Di sisi lain, Saut belum menerima informasi lanjutan secara teknis tentang pengiriman surat permohonan ke Interpol atau Kapolri kepada Sekretariat National Central Bureau (SES-NCB) Interpol Indonesia.
Yang jelas, kata dia, sebelumnya pimpinan KPK telah memerintahkan Plt Deputi Penindakan KPK Brigjen Pol RZ Panca Putra Simanjuntak menyiapkan surat dan sesegera mungkin mengirimkan ke Interpol.
"Kemarin memang dari Deputi sudah menyiapkan itu. Tinggal berikutnya seperti apa nanti kita tunggu dulu," tegasnya.
Mantan staf ahli kepala Badan Intelijen Negara (BIN) ini menegaskan sehubungan dengan kasus yang sama, KPK juga sedang dan terus melakukan pembahasan atas putusan kasasi Mahkamah Agung (MA) yang membebaskan mantan Kepala Badan Penyehatan Perbankan Nasional (BPPN) periode 2002-2004 Syafruddin Arsjad Temenggung.
Saut menegaskan, KPK secara kelembagaan hampir mencapai keputusan akhir untuk mengajukan peninjauan kembali ke MA atas putusan kasasi Syafruddin.

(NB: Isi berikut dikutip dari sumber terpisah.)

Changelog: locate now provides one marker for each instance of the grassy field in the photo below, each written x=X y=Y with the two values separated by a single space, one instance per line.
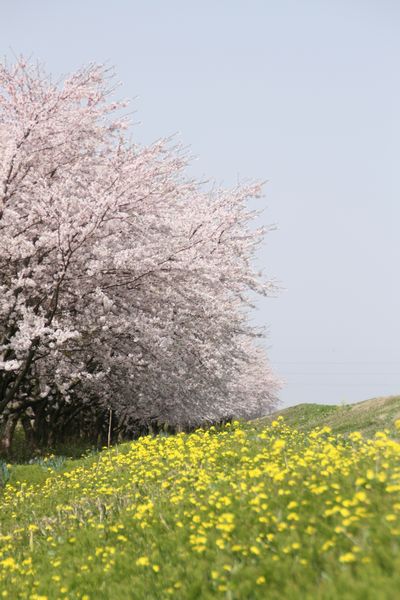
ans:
x=367 y=417
x=250 y=511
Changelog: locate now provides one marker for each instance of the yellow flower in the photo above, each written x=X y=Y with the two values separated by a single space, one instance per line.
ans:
x=347 y=558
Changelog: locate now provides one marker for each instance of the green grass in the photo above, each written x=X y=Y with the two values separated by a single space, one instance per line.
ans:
x=367 y=417
x=251 y=511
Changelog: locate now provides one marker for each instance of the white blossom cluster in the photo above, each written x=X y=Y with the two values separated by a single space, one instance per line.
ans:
x=123 y=283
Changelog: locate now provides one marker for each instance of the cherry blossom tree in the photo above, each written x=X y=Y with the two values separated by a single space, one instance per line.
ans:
x=124 y=284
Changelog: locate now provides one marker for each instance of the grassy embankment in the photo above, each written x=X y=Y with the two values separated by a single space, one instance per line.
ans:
x=252 y=511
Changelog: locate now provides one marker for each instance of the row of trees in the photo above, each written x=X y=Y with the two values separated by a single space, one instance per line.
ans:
x=124 y=285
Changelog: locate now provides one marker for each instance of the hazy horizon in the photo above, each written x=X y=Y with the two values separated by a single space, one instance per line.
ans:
x=302 y=94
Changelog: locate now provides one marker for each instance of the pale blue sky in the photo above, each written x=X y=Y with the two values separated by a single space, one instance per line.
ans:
x=305 y=94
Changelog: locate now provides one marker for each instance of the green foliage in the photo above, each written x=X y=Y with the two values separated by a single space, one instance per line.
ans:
x=4 y=473
x=368 y=416
x=239 y=512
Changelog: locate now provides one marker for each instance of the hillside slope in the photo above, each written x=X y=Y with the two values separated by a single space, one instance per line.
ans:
x=368 y=416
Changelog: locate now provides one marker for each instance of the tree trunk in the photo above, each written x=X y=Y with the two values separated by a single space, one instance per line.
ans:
x=7 y=434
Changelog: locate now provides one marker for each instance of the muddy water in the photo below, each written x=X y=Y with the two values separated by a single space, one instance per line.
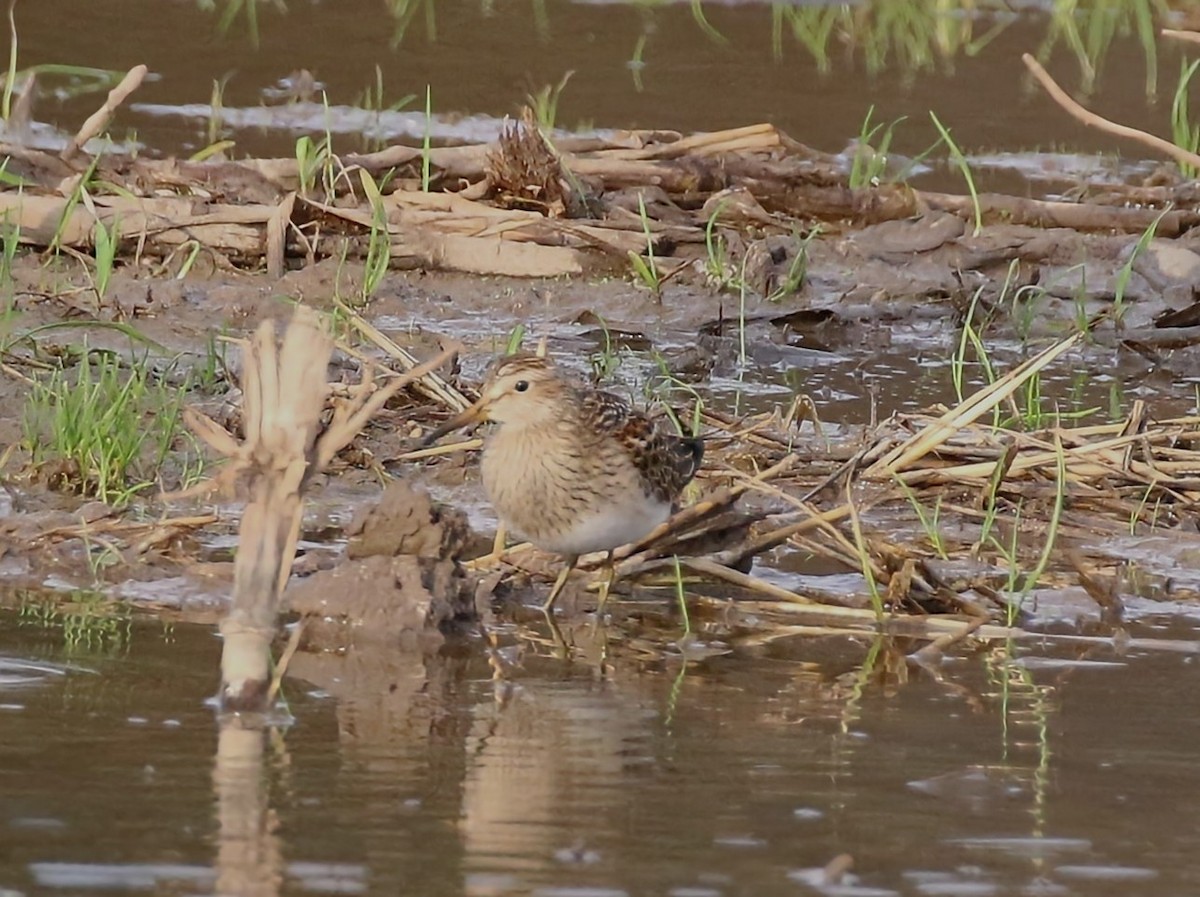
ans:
x=635 y=66
x=1054 y=769
x=1049 y=771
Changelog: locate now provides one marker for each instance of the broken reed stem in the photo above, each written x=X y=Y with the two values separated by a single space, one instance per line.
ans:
x=1189 y=36
x=285 y=386
x=285 y=396
x=963 y=415
x=1101 y=124
x=99 y=119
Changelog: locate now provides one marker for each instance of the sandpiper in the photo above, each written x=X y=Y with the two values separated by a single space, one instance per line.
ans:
x=570 y=468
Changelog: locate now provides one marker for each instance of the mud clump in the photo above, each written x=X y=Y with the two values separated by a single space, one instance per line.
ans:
x=401 y=581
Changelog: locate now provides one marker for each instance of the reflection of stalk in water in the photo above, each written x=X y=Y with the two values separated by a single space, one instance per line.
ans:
x=1024 y=702
x=249 y=861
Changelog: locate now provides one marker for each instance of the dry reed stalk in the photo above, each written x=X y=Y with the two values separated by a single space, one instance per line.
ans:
x=431 y=384
x=99 y=119
x=1101 y=124
x=285 y=389
x=966 y=413
x=1189 y=36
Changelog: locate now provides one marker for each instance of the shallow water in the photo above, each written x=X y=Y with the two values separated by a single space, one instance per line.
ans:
x=635 y=65
x=1043 y=770
x=1055 y=772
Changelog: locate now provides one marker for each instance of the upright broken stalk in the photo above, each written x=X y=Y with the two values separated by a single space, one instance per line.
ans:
x=285 y=390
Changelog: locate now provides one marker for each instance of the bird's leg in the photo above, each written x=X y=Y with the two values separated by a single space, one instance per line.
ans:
x=606 y=583
x=571 y=560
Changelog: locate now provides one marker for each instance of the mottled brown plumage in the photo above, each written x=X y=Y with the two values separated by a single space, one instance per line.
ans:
x=570 y=468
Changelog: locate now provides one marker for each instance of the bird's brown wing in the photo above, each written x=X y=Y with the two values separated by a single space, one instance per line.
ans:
x=666 y=462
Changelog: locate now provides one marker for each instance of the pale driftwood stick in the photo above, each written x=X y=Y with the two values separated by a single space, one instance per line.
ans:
x=285 y=396
x=1191 y=36
x=99 y=119
x=285 y=387
x=1101 y=124
x=972 y=408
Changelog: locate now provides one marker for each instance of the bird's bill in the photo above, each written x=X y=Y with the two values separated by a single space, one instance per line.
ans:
x=472 y=415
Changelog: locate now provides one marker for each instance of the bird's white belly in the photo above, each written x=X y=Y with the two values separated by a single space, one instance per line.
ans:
x=612 y=525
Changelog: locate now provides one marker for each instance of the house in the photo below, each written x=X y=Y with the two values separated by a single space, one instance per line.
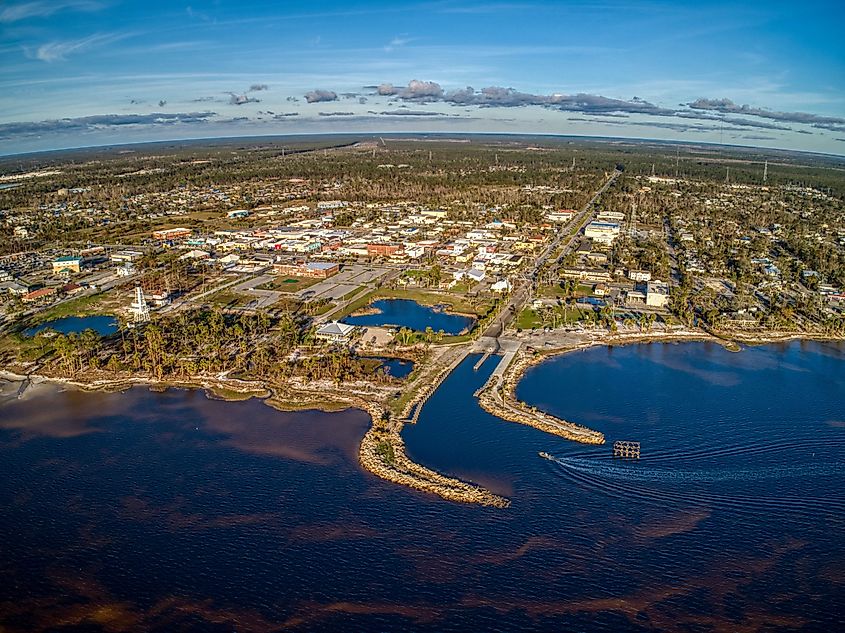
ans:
x=66 y=265
x=335 y=332
x=503 y=285
x=475 y=275
x=657 y=293
x=634 y=297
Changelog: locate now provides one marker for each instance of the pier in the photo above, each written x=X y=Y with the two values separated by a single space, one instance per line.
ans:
x=625 y=449
x=481 y=360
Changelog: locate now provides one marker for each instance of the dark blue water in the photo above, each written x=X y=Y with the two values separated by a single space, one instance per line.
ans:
x=102 y=325
x=410 y=314
x=169 y=511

"Kita enggak diam sampai di situ (putusan kasasi-red) saja. Kita ada proses peninjauan kembali. Dari pimpinan, sudah ada komitmen itu (peninjauan kembali). Tapi kita sedang menunggu salinan putusan kasasi," ucapnya.

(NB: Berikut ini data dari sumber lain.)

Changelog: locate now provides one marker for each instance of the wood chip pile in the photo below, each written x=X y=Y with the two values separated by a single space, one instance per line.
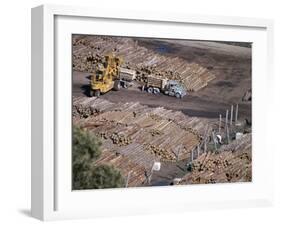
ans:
x=88 y=51
x=233 y=163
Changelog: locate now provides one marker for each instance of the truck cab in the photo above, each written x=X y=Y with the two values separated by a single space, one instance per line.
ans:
x=174 y=88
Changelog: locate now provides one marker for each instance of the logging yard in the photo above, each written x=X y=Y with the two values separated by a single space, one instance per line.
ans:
x=174 y=112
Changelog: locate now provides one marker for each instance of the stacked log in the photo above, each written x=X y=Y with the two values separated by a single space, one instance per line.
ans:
x=88 y=52
x=145 y=134
x=232 y=163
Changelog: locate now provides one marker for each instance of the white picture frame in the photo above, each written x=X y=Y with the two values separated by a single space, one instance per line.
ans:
x=52 y=197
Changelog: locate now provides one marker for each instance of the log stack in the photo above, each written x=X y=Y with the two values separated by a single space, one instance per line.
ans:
x=88 y=52
x=140 y=132
x=233 y=163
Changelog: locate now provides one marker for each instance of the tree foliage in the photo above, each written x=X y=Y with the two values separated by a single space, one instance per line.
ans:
x=86 y=175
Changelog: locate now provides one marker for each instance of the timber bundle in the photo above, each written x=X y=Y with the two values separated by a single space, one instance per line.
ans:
x=138 y=132
x=89 y=51
x=233 y=163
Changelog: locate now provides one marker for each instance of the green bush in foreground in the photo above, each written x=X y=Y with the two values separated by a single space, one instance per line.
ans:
x=86 y=149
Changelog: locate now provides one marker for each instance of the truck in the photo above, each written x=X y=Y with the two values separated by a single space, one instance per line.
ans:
x=156 y=85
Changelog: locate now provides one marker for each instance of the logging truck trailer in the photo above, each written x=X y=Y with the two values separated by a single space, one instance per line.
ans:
x=156 y=85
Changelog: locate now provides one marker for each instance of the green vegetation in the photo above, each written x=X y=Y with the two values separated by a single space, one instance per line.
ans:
x=86 y=175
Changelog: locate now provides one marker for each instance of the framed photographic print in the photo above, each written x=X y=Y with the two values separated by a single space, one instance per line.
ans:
x=136 y=112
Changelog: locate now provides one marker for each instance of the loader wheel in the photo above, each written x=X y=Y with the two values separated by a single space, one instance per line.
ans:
x=178 y=95
x=116 y=85
x=150 y=90
x=156 y=91
x=91 y=93
x=97 y=93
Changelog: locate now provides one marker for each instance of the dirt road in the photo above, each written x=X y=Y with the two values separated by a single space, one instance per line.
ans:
x=192 y=105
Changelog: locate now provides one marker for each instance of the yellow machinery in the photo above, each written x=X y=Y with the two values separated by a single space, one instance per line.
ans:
x=106 y=77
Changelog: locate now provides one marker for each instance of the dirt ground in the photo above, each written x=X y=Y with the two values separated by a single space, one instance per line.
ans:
x=231 y=65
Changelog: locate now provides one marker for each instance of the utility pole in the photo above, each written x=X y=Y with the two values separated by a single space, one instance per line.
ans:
x=226 y=119
x=128 y=178
x=220 y=124
x=231 y=115
x=214 y=139
x=236 y=114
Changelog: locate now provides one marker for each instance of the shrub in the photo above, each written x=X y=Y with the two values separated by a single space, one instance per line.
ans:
x=86 y=149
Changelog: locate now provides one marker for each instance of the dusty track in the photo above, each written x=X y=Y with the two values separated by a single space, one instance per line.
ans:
x=231 y=65
x=192 y=105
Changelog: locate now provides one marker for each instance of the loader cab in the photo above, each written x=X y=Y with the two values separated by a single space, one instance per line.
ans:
x=174 y=88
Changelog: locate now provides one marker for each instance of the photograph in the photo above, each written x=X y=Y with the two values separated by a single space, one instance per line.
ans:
x=152 y=112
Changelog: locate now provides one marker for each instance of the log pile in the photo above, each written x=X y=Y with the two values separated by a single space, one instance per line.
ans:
x=233 y=163
x=88 y=51
x=140 y=132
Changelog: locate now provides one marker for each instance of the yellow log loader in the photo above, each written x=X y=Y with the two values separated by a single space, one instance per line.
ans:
x=106 y=76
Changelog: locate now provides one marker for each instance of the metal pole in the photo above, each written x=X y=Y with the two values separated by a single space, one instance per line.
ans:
x=227 y=134
x=226 y=119
x=231 y=114
x=128 y=178
x=205 y=146
x=151 y=172
x=220 y=124
x=214 y=139
x=236 y=114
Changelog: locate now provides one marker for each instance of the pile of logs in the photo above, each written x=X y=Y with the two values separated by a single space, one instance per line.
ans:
x=145 y=134
x=88 y=51
x=233 y=163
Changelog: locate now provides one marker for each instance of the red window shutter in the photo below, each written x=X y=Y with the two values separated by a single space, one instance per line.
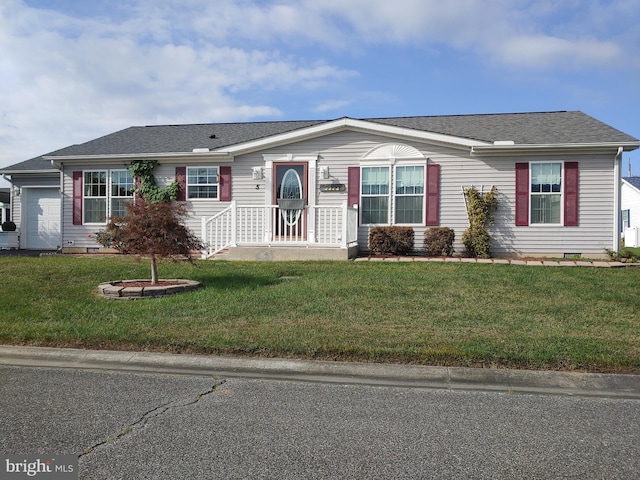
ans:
x=353 y=186
x=225 y=184
x=522 y=194
x=571 y=194
x=181 y=178
x=77 y=198
x=433 y=195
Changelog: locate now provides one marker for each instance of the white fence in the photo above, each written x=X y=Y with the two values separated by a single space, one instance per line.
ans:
x=256 y=225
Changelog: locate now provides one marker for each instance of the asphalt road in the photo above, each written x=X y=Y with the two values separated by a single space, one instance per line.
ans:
x=137 y=426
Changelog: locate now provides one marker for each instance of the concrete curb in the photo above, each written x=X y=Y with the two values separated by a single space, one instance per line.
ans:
x=448 y=378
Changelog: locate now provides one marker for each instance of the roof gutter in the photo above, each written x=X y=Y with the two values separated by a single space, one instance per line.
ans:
x=195 y=155
x=545 y=149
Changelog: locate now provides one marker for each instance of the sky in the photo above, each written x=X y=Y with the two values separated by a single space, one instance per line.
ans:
x=75 y=70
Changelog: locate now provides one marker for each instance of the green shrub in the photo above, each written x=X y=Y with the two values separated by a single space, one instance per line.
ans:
x=477 y=242
x=391 y=240
x=622 y=255
x=480 y=208
x=438 y=241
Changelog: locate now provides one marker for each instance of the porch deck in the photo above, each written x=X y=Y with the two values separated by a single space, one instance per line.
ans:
x=272 y=233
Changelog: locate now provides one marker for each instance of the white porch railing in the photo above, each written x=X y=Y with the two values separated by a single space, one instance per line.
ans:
x=259 y=225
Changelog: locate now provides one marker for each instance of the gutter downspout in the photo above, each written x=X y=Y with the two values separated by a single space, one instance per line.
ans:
x=61 y=189
x=617 y=163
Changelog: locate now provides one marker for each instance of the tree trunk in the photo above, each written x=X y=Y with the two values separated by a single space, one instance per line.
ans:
x=154 y=270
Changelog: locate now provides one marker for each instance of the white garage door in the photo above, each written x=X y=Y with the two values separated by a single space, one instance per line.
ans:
x=42 y=218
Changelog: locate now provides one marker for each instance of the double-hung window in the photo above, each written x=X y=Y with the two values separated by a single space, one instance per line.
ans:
x=122 y=187
x=626 y=219
x=202 y=182
x=546 y=193
x=409 y=200
x=375 y=195
x=104 y=193
x=382 y=204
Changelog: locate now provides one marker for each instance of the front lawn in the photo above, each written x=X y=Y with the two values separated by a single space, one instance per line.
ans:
x=418 y=312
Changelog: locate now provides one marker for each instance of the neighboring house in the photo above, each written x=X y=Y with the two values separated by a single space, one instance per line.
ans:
x=630 y=218
x=313 y=189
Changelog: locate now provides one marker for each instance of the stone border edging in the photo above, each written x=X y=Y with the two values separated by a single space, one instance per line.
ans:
x=120 y=292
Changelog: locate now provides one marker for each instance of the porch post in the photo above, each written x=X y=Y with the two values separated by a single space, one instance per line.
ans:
x=268 y=189
x=345 y=224
x=311 y=200
x=234 y=223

Guru besar hukum pidana Universitas Gadjah Mada (UGM) Yogyakarta Edward Omar Sharif Hiariej mengatakan, putusan kasasi MA yang membebaskan Syafruddin Arsjad Temenggung dan pertimbangan putusan tersebut memiliki konsekuensi logis atas kasus yang sama dengan tersangka lain yang sedang ditangani KPK.

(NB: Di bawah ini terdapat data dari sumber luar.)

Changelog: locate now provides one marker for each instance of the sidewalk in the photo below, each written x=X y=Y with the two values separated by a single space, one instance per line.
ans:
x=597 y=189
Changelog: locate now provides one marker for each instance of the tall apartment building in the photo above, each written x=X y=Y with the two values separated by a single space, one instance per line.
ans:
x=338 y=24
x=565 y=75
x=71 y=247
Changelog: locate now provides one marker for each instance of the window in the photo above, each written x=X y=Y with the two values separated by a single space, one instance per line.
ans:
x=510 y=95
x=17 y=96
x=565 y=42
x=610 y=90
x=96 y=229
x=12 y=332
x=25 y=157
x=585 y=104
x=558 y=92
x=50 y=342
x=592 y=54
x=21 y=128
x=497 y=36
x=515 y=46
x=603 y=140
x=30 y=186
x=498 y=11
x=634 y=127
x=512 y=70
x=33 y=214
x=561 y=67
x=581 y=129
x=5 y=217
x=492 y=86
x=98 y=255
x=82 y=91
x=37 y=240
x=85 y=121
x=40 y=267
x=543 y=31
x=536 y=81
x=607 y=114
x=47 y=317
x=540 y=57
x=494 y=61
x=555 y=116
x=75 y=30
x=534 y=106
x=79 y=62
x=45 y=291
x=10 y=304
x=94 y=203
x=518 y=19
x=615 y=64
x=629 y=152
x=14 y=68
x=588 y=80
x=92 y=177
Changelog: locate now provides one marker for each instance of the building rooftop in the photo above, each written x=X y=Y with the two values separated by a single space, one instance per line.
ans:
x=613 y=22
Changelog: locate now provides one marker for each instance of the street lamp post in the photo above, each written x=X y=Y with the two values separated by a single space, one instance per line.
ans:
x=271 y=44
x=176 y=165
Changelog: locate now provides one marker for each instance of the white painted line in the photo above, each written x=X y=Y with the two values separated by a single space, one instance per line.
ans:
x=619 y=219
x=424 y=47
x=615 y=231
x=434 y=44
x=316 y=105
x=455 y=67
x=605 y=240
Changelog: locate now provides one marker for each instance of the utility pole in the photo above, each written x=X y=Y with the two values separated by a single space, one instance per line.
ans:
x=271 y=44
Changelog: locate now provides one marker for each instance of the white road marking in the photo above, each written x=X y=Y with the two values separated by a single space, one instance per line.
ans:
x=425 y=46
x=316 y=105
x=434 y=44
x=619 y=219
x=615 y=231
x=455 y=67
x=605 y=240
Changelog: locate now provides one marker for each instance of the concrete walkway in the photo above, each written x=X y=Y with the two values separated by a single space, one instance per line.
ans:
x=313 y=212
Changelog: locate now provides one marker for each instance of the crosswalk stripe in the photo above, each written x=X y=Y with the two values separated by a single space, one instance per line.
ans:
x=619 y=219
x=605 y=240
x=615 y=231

Pria yang biasa disapa Eddy ini menggariskan, meski Syafruddin diputus bebas tapi tersangka Sjamsul Nursalim dan Itjih S Nursalim tetap bisa diproses KPK.
"Kalau SAT (Syafruddin) dilepaskan dari segala tuntutan hukum karena ada alasan pemaaf, atau ada suatu tindakan yang dibolehkan oleh hukum, maka ini tidak menghapus pidana terhadap pelaku peserta lainnya. Kalau dia (Syafruddin) ada alasan pembenar, itu pun tidak serta-merta menghentikan kasus yang sedang disidik KPK," tutur Eddy.
Maqdir Ismail selaku kuasa hukum keluarga Sjamsul Nursalim dan Itjih S Nursalim mengakui dirinya dan pihak keluarga telah mendengar informasi dan membaca berita tentang keputusan KPK menetapkan status DPO untuk Sjamsul dan Itjih dan segera mengirimkan surat permohonan DPO ke interpol.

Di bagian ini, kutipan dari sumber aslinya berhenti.